The Western World has been taken over by emotional painkillers. As we attempt to anaesthetise ourselves to reduce mental suffering, so we turn to stronger stimuli in an attempt to feel human again. Sex, drugs and rock & roll. Binges of TV shows, adrenaline-pumping activities, Internet gaming obsessions. We have anaesthetised ourselves to the point that we can no longer feel any emotion at all. We have become numb. We thus seek adrenaline through other venues; through hectic work lives, competitive & cut-throat atmospheres, late nights spent in the office, increasingly gory horror films and the desensitisation of violence.
What would a life of no emotional pain be like? Would it be bliss or numbness? Without pain we would not feel the joy of our first kiss or the nostalgia of our childhoods. To suffer is to live life to the fullest.
Forget my beloved childhood. Forget those years fighting pirates, those twilights racing through the streets.
Forget that first sip of alcohol, that sting that tore across the tissues of your tongue. Forget that first kiss, those soft, beautiful lips pressed gently against your own. Forget that feeling of being loved, of being held, of being wanted, of being heard.
Forget that feeling of joy, of gratitude, of tears running down my cheek.
Forget the warm hug of your fathers embrace twelve years after coming home.
Forget your mothers’ home-cooked pies, those rainy nights when she would lie by your side, her warmth glowing like an ever-lasting sun.
Forget that deep-seated anger curdling at the back of your tongue as you drag yourself through mind-numbing chores. Forget that intense agony, that hatred, that woefulness as you watch your peers climb the ladder rungs above you.
Forget your screaming, your shouting, your scarring and your pleading. Forget your howls and your whelps, your swallowed body shivering against the bedroom door as you tore apart your innards.
Forget the concern hidden behind that voice, that compassion, that understanding.
Forget all of that. Give me my cigarette and my beer. My television and my laptop. I do not want to suffer. I do not want to feel. I do not want to breathe. I do not want to live.

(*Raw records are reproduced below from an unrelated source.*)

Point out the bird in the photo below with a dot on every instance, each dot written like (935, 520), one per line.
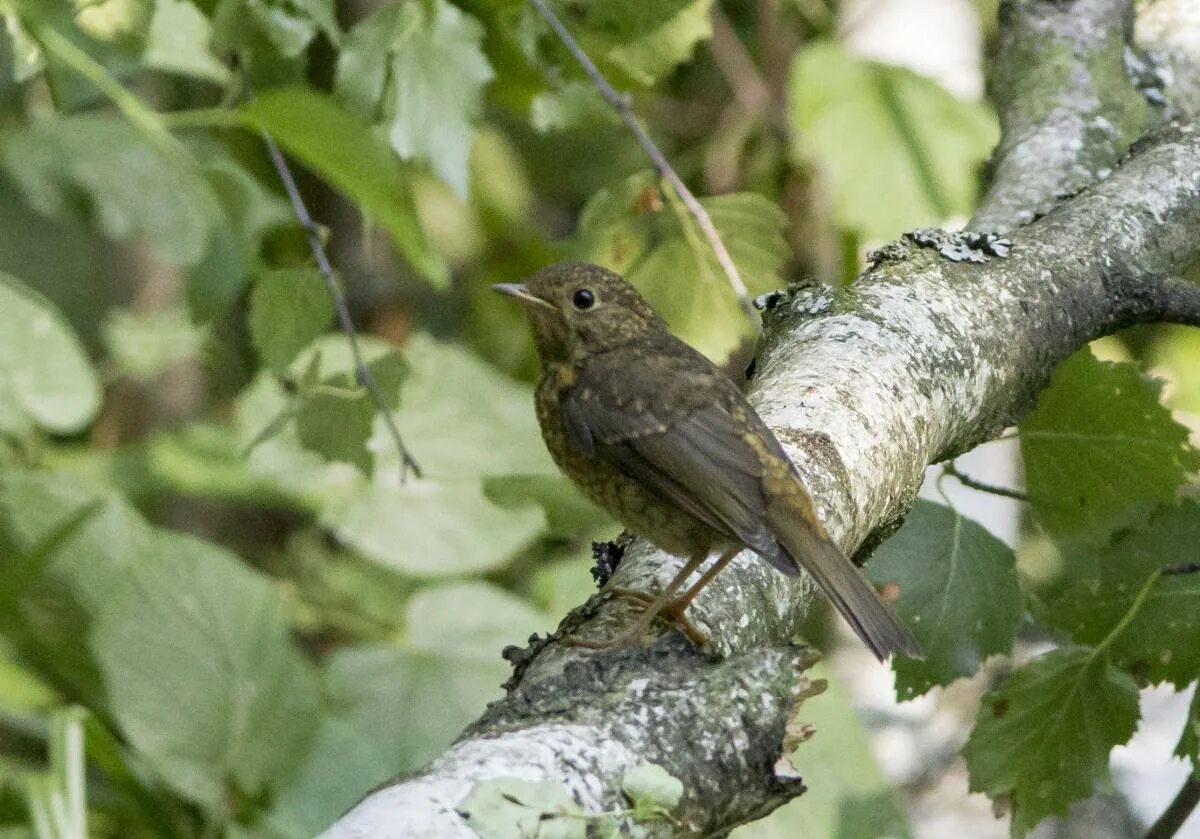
(661, 438)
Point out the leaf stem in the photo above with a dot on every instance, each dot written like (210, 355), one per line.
(135, 111)
(361, 372)
(1177, 811)
(952, 469)
(619, 102)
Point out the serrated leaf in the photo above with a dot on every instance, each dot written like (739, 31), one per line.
(653, 54)
(1099, 449)
(130, 186)
(1162, 640)
(637, 231)
(484, 615)
(880, 130)
(288, 310)
(514, 808)
(430, 528)
(45, 369)
(1073, 706)
(144, 345)
(958, 593)
(180, 41)
(438, 73)
(495, 431)
(345, 151)
(214, 695)
(1189, 741)
(651, 786)
(336, 425)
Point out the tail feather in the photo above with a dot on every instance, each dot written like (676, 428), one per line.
(841, 581)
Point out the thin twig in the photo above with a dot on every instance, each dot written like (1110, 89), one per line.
(621, 105)
(1177, 811)
(949, 468)
(1185, 568)
(361, 372)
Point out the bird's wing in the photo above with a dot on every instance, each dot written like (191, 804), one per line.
(675, 432)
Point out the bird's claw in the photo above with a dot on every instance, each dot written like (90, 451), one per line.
(672, 613)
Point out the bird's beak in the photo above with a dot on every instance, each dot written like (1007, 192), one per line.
(521, 292)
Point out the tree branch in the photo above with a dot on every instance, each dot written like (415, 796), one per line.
(922, 359)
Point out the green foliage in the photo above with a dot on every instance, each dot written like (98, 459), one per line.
(645, 233)
(131, 186)
(288, 310)
(340, 148)
(1099, 450)
(1075, 706)
(898, 150)
(45, 375)
(652, 790)
(958, 593)
(420, 69)
(1162, 641)
(353, 635)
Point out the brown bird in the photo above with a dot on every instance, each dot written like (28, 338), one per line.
(663, 439)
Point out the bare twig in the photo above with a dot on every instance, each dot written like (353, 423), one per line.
(949, 468)
(621, 105)
(1185, 568)
(1177, 811)
(361, 372)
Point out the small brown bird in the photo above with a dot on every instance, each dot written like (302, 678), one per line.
(653, 432)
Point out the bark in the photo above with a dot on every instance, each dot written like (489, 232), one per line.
(925, 355)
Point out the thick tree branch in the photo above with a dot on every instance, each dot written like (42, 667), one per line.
(921, 359)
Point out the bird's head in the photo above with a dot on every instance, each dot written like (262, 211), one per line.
(576, 309)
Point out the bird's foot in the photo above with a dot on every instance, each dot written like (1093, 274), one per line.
(671, 613)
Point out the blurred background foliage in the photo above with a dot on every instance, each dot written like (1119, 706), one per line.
(205, 540)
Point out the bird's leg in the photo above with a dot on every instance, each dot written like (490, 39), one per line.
(676, 607)
(652, 610)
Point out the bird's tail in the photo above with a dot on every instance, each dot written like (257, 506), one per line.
(844, 585)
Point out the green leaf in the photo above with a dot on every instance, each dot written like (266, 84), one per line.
(347, 153)
(1189, 741)
(877, 130)
(484, 425)
(430, 528)
(190, 646)
(649, 786)
(514, 808)
(438, 73)
(958, 593)
(336, 424)
(421, 67)
(1045, 736)
(484, 616)
(43, 369)
(1162, 640)
(1099, 450)
(288, 310)
(133, 189)
(651, 55)
(216, 693)
(145, 345)
(639, 231)
(180, 41)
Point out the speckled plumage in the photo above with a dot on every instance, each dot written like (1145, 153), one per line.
(663, 439)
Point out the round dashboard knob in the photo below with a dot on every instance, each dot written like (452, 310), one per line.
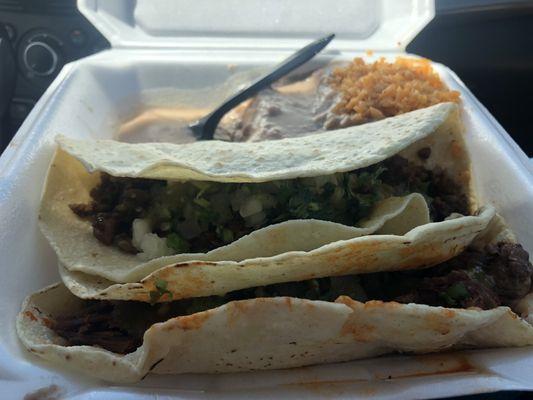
(40, 58)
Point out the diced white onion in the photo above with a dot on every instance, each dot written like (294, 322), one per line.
(140, 227)
(153, 246)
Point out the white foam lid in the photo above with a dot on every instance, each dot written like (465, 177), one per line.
(380, 25)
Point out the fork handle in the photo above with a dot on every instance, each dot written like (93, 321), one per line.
(294, 61)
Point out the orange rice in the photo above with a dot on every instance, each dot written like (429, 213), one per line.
(381, 89)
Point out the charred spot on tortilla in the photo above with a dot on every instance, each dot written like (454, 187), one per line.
(164, 218)
(497, 275)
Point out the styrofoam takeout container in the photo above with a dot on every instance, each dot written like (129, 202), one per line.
(163, 46)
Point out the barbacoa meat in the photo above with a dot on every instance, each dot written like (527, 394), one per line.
(498, 275)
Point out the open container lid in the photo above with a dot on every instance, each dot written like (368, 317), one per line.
(380, 25)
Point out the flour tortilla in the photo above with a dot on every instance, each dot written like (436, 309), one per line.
(74, 171)
(270, 333)
(422, 246)
(279, 332)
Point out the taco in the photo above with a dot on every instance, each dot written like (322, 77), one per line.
(473, 300)
(276, 211)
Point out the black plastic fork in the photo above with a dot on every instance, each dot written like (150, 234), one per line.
(204, 128)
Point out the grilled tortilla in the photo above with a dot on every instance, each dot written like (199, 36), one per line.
(459, 304)
(270, 253)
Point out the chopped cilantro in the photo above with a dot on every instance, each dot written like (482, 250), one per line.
(161, 290)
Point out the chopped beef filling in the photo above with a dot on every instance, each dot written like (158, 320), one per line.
(497, 275)
(200, 216)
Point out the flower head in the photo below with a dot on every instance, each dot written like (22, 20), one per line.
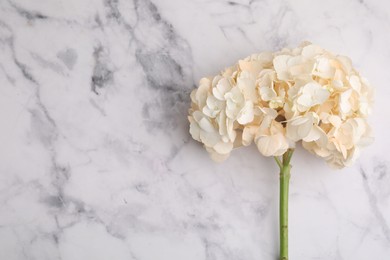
(275, 100)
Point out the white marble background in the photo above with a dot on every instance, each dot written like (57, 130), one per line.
(95, 157)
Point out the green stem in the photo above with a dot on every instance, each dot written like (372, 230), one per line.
(283, 206)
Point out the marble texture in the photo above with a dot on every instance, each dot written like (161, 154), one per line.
(95, 157)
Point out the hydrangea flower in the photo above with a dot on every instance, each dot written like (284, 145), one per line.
(305, 94)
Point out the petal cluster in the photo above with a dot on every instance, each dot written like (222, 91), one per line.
(275, 100)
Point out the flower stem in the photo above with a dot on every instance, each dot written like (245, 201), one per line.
(283, 205)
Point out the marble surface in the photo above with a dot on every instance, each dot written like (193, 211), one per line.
(95, 157)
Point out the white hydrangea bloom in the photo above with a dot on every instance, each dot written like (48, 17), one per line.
(275, 100)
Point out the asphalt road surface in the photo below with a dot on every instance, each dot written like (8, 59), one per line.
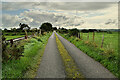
(51, 65)
(88, 66)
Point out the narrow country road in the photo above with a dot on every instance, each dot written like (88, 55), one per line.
(89, 67)
(51, 65)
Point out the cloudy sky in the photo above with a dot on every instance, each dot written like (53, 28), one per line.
(81, 15)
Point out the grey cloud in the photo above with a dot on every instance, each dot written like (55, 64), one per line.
(110, 21)
(57, 5)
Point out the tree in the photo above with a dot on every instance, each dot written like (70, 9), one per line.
(46, 26)
(54, 28)
(5, 29)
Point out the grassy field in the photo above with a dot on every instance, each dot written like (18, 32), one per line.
(107, 56)
(26, 65)
(110, 40)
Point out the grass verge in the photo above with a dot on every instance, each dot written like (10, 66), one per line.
(71, 69)
(106, 57)
(32, 51)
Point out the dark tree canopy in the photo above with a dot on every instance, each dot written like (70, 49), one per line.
(54, 28)
(46, 26)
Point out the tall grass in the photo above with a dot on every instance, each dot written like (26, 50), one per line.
(107, 56)
(17, 68)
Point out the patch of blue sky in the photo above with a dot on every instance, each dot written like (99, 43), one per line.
(14, 12)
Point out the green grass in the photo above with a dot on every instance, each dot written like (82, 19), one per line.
(18, 68)
(107, 56)
(13, 37)
(72, 71)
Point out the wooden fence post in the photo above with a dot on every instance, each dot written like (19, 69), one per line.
(93, 35)
(88, 36)
(102, 41)
(79, 35)
(25, 34)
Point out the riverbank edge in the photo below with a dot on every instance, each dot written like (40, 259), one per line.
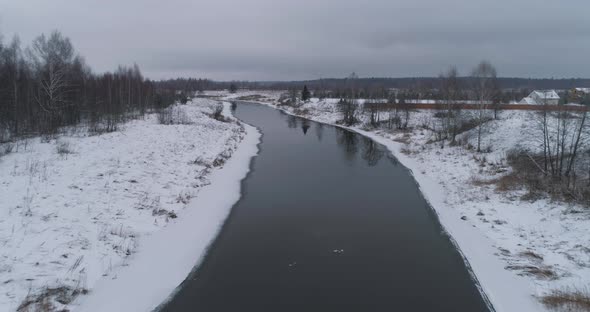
(502, 290)
(154, 274)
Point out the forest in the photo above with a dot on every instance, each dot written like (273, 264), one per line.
(47, 85)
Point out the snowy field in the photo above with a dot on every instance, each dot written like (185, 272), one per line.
(76, 210)
(519, 250)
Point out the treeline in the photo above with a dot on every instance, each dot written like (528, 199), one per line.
(191, 85)
(48, 85)
(424, 82)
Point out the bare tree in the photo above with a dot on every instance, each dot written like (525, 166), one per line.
(450, 92)
(484, 82)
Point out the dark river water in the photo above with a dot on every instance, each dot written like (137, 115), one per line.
(328, 221)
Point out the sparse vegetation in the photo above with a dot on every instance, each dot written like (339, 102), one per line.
(569, 299)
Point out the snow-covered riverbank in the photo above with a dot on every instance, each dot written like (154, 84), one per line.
(86, 213)
(519, 250)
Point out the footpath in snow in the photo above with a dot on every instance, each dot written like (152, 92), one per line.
(518, 250)
(118, 215)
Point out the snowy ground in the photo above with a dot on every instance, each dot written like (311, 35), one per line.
(69, 220)
(519, 250)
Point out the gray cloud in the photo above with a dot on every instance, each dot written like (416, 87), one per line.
(264, 39)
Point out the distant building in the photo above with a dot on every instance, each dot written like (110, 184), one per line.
(579, 95)
(541, 97)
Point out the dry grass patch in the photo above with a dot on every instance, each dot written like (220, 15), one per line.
(567, 300)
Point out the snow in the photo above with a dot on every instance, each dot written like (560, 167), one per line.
(500, 235)
(528, 101)
(88, 219)
(545, 94)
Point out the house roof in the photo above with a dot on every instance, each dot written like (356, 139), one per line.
(528, 100)
(545, 94)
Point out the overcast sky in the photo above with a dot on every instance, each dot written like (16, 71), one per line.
(292, 40)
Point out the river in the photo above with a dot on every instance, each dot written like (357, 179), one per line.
(328, 221)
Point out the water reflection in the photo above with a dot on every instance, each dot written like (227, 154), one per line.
(319, 130)
(305, 126)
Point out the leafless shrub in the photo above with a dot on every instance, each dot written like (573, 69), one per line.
(405, 139)
(45, 299)
(183, 197)
(218, 113)
(528, 173)
(6, 148)
(568, 300)
(301, 111)
(540, 272)
(63, 148)
(173, 115)
(201, 162)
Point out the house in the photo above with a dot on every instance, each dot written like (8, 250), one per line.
(541, 97)
(579, 95)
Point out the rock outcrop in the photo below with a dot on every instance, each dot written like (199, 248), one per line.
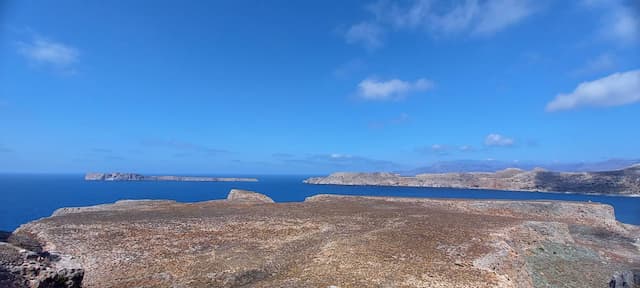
(20, 268)
(138, 177)
(620, 182)
(237, 195)
(343, 241)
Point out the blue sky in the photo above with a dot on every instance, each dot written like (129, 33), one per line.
(312, 87)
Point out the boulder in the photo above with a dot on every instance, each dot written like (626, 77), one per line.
(238, 195)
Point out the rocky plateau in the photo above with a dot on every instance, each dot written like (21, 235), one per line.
(247, 240)
(618, 182)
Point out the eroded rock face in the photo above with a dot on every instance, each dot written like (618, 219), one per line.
(625, 279)
(23, 268)
(343, 241)
(117, 176)
(238, 195)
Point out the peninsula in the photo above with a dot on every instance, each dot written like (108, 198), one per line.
(325, 241)
(138, 177)
(624, 182)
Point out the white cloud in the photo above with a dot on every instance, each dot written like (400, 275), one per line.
(601, 63)
(440, 17)
(614, 90)
(498, 140)
(48, 52)
(394, 89)
(620, 22)
(365, 33)
(466, 148)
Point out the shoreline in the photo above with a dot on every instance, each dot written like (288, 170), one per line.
(477, 188)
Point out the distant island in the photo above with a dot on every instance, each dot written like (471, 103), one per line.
(247, 240)
(139, 177)
(625, 182)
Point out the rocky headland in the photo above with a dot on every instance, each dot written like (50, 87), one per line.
(116, 176)
(247, 240)
(618, 182)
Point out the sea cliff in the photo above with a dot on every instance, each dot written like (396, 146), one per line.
(617, 182)
(138, 177)
(247, 240)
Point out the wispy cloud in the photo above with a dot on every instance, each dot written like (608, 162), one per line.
(400, 119)
(42, 51)
(344, 162)
(602, 62)
(366, 33)
(349, 68)
(467, 148)
(620, 20)
(4, 149)
(394, 89)
(439, 149)
(184, 148)
(440, 18)
(498, 140)
(614, 90)
(282, 155)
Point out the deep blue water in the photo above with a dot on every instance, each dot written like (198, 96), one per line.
(28, 197)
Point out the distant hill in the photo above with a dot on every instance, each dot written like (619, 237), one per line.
(495, 165)
(614, 182)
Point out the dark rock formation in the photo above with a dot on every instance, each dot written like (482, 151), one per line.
(626, 279)
(20, 267)
(619, 182)
(343, 241)
(138, 177)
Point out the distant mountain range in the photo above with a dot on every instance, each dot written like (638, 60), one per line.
(495, 165)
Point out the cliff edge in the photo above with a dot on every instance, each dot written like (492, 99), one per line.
(625, 182)
(343, 241)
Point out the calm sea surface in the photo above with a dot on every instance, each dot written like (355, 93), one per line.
(28, 197)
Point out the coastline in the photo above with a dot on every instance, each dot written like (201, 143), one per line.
(633, 195)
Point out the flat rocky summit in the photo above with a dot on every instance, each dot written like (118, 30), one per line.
(344, 241)
(117, 176)
(618, 182)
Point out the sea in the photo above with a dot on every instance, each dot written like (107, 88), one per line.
(27, 197)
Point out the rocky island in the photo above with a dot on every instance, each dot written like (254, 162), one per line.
(248, 240)
(618, 182)
(138, 177)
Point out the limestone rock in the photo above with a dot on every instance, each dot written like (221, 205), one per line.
(238, 195)
(619, 182)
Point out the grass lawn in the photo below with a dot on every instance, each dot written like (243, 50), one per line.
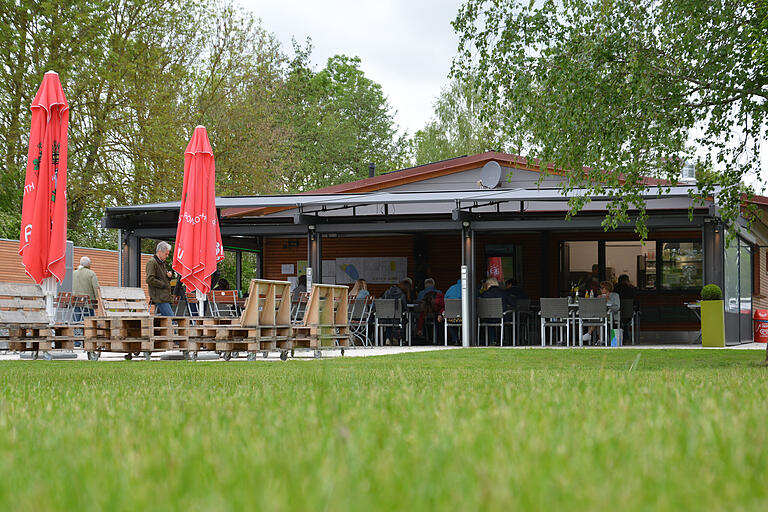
(460, 430)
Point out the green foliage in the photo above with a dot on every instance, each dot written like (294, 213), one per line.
(457, 127)
(141, 74)
(476, 429)
(629, 89)
(711, 292)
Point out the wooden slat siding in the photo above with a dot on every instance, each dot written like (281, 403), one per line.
(278, 252)
(760, 292)
(103, 261)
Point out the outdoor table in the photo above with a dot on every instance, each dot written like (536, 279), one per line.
(573, 310)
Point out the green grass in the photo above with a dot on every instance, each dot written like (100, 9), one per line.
(458, 430)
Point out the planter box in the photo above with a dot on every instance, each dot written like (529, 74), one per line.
(712, 323)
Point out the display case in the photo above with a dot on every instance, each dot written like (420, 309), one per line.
(682, 265)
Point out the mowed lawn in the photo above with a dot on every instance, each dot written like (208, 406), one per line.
(471, 429)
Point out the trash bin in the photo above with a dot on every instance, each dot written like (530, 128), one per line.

- Leibnitz, G.W. Essais de Theodicee sur la bonte de Dieu la liberte de l’homme et l’origine du mal. Paris: Garnier-Flammarion. 969. no. 342
- Illich, I. 1976. Limits to Medicine: Medical Nemesis – The Expropriation of Health. Marion Boyar.
- The Institute of Art and Ideas. Psychiatry and the Meaning of Pain [Online]. Available at: https://iai.tv/video/psychiatry-and-the-meaning-of-pain [Accessed 1st January 2019]
- Uskul, Ayse K. 2010. Socio-cultural aspects of health and illness. In: French, David and Kaptein, Ad A. and Vedhara, Kavita and Weinman, John, eds. Health psychology (2nd edition). Wiley-Blackwell, pp. 347-359. ISBN 978-1-4051-9460-0.